May 6th, 2005

cactus

Blooooooooocked...

I am trying to write CvsE. I am trying because I swore I was going to finish it this summer. I am trying because I have been STUCK ON THIS ONE SCENE FOR A BILLION YEARS. Stupid Cody. Stupid Aunt Lucy. Stupid emotionally-repressed family. Arrrrghhhh. *tears out hair*

I've been staring at it all day, and I have squeezed out only about a page of really stilted conversation. Seriously. All day. I have also found myself procrastinating. From writing. That's just not right, damnit! Writing is what I do to procrastinate! What the hell is going on? Why won't they co-operate? DAMNIT. *kicks them*

The really frustrating thing is that I know what happens *after* this scene; I've got the next fifty pages or so actually plotted out, but I don't want to just skip ahead and write that, because I always do that and it's kind of a cop-out and a bad habit I want to break. I'm only about a hundred pages - three stories - away from finishing this. I want to finish this. I have done *research*. I have pictures. I did an outline, for crying out loud! Which, admittedly, I only do when I'm within spitting distance of the finish line, but hey! I've got one!

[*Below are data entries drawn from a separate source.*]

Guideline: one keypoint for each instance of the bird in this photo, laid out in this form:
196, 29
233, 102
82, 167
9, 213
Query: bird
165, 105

I'm going to climb into the story and throttle them, I swear. *growls*
  • Current Mood
    frustrated frustrated
cactus

Slightly-less-bloooooocked...

I finished the damned Cody/Aunt Lucy conversation. It sucks. It's inadequately suspicious. I will go back and fix it later.

Also, I wrote the part with the porn. This is a great accomplishment. Now just a few more psychic seizures and murder attempts and I can move on to the next story.

I swear to god, I have no idea how normal people listen to me talk. Without running away. Or something.